The year 2019 saw a change in Maranello. Ferrari decided to sign fast and promising Charles Leclerc, who soon displaced Vettel as the team’s No 1 driver. It was the response the Monegasque got after earning Ferrari their first victory on home soil in Monza in nine years.
The tide had turned and Ferrari decided to not renew Vettel’s contract beyond 2020 which is when Aston Martin stepped in to sign him. But the British marque were far off the front of the grid.
Despite delivering some remarkable performances--his podium at the 2021 Azerbaijan GP--Vettel decided to step away from the sport after two years with Aston Martin at 35, relatively young considering you’ve had world champions racing into their 40s lately.

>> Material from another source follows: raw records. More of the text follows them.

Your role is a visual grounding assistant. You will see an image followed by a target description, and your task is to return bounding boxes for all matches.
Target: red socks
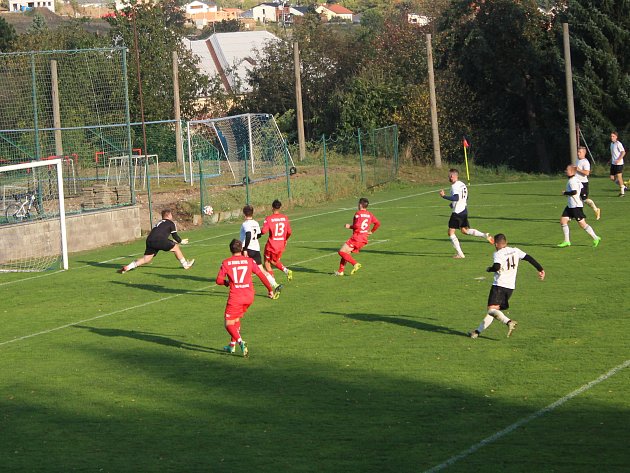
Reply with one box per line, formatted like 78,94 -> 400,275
338,251 -> 356,272
226,322 -> 241,343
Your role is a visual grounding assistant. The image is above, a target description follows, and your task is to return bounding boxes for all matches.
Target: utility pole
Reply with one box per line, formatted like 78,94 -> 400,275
563,23 -> 577,164
294,41 -> 306,161
426,33 -> 442,168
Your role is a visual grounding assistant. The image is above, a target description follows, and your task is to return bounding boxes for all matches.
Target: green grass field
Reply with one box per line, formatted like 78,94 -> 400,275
1,177 -> 628,472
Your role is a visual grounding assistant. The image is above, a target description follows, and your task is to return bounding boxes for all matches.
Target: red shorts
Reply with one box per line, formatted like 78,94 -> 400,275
224,294 -> 254,319
345,236 -> 367,253
264,245 -> 284,262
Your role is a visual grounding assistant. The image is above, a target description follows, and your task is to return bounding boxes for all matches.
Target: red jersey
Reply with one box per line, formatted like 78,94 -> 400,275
261,212 -> 292,253
350,210 -> 380,244
216,255 -> 273,303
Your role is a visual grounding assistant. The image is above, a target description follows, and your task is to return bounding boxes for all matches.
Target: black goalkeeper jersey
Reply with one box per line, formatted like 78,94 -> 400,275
147,219 -> 181,243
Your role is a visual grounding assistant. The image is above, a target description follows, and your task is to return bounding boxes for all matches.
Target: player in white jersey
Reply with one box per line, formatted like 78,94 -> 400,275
439,168 -> 494,258
557,165 -> 601,248
468,233 -> 545,339
240,205 -> 281,292
576,146 -> 601,220
609,131 -> 626,196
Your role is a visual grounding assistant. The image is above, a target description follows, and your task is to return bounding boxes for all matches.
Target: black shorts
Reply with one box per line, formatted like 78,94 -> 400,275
610,164 -> 624,176
561,206 -> 586,221
144,238 -> 176,256
487,285 -> 513,310
448,211 -> 470,229
579,182 -> 589,200
246,249 -> 262,265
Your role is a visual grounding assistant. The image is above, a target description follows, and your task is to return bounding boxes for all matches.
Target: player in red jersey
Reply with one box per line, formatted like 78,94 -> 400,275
216,239 -> 279,357
261,199 -> 293,283
335,197 -> 380,276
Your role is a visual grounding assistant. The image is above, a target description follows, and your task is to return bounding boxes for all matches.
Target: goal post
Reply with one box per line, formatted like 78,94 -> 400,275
0,158 -> 68,272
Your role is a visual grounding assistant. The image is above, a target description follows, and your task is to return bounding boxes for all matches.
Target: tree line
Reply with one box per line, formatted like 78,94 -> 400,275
0,0 -> 627,172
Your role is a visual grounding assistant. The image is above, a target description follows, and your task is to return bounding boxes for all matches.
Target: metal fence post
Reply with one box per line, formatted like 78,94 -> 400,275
243,145 -> 250,205
322,134 -> 328,194
358,128 -> 365,186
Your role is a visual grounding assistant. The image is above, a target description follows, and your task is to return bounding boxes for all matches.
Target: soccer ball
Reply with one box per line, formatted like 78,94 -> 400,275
202,205 -> 214,216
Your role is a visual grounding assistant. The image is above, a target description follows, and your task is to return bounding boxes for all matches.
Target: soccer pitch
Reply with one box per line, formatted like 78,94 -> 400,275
2,178 -> 628,472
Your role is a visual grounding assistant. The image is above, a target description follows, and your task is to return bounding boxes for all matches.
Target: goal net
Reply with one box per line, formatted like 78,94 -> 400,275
0,159 -> 68,272
187,113 -> 295,185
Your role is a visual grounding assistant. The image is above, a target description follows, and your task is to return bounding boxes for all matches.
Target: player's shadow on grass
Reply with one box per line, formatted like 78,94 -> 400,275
80,260 -> 125,269
295,246 -> 340,253
289,265 -> 337,275
473,215 -> 557,223
322,311 -> 468,337
73,325 -> 225,354
361,249 -> 451,257
110,281 -> 210,296
157,274 -> 212,283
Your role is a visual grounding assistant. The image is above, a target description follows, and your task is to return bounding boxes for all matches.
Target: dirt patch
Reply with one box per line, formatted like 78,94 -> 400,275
134,187 -> 200,233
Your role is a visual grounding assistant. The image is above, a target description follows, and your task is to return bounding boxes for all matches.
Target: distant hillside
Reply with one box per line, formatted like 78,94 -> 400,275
0,8 -> 110,35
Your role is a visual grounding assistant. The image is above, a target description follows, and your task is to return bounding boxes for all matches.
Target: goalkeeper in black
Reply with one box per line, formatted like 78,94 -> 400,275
118,209 -> 194,273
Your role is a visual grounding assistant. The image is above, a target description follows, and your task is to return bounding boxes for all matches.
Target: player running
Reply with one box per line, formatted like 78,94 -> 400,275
240,205 -> 281,293
468,233 -> 545,339
576,146 -> 601,219
118,209 -> 194,273
557,164 -> 602,248
261,199 -> 293,283
609,131 -> 626,196
335,197 -> 380,276
216,239 -> 279,357
439,168 -> 494,259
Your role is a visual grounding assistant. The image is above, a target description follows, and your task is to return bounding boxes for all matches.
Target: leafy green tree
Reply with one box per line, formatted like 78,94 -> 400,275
562,0 -> 630,158
28,12 -> 48,34
238,12 -> 364,140
436,0 -> 566,171
0,17 -> 17,52
107,1 -> 211,121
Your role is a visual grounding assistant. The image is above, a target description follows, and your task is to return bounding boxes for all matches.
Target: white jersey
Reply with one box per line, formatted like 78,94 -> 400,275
566,176 -> 583,208
240,219 -> 261,252
611,140 -> 625,165
492,246 -> 527,290
450,180 -> 468,214
576,158 -> 590,183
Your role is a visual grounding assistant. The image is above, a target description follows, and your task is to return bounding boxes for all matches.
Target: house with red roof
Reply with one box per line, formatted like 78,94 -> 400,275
315,3 -> 353,22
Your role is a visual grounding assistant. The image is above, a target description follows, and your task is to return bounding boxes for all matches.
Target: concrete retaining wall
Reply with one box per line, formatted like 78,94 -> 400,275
0,206 -> 141,264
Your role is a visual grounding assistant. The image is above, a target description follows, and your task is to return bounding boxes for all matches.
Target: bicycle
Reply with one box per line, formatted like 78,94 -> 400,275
5,191 -> 40,223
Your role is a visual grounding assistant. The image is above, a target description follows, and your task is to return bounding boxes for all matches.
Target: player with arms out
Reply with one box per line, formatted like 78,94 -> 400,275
557,164 -> 602,248
576,146 -> 601,220
261,199 -> 293,283
240,205 -> 282,293
335,197 -> 380,276
468,233 -> 545,339
118,209 -> 194,273
216,239 -> 277,357
439,168 -> 494,259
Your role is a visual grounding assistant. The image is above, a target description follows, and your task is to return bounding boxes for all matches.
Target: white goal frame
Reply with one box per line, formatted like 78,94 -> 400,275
0,159 -> 69,271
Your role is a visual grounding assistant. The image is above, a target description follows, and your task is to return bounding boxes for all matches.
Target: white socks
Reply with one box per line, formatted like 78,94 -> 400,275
561,223 -> 570,242
450,234 -> 464,257
127,261 -> 137,270
467,228 -> 486,238
584,225 -> 598,240
179,257 -> 187,265
477,309 -> 510,333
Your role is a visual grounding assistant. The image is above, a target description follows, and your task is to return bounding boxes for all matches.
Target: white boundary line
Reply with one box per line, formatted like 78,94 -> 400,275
423,358 -> 630,472
0,285 -> 213,347
0,242 -> 390,348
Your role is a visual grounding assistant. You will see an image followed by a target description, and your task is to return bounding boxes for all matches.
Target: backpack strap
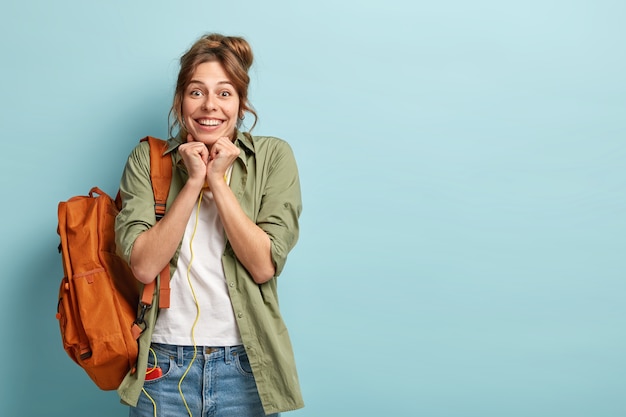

Apart from sheer speed, Vettel's tactical acumen, decision making in the car despite limited data and the ability to build a team around him set him apart from his contemporaries. A clear example is this season. After 21 races, Vettel has 36 points, 22 more than teammate Lance Stroll.
An intensely private person, who kept away from social media until recently when he decided to announce his retirement on Instagram, ‘Seb’--as he is affectionately called in the paddock--has become very social, giving interviews, and acknowledging fans and admirers as he calls time on his career.
Seven-time world champion Lewis Hamilton on Thursday said he thinks his close friend will make a return to the grid. Many greats in the past have. Niki Lauda, Schumacher, Fernando Alonso to name a few have come out of retirement to race again, and some successfully too. But one feels Vettel might not. Having always raced in championship challenging teams, perhaps merely driving for fun, for its adrenaline, may not be exciting enough for the Heppenheim-born.
Car No 5 delivered a scintillating performance in the final qualifying session of his career, making Q3 to ensure a ninth position start for the 299th and final race of his career. With both championships decided, it doesn’t matter who finishes on the top step of the podium. As two-time world champion and once rival Fernando Alonso suggested, everyone, including the drivers, will be watching out for Vettel’s last dance.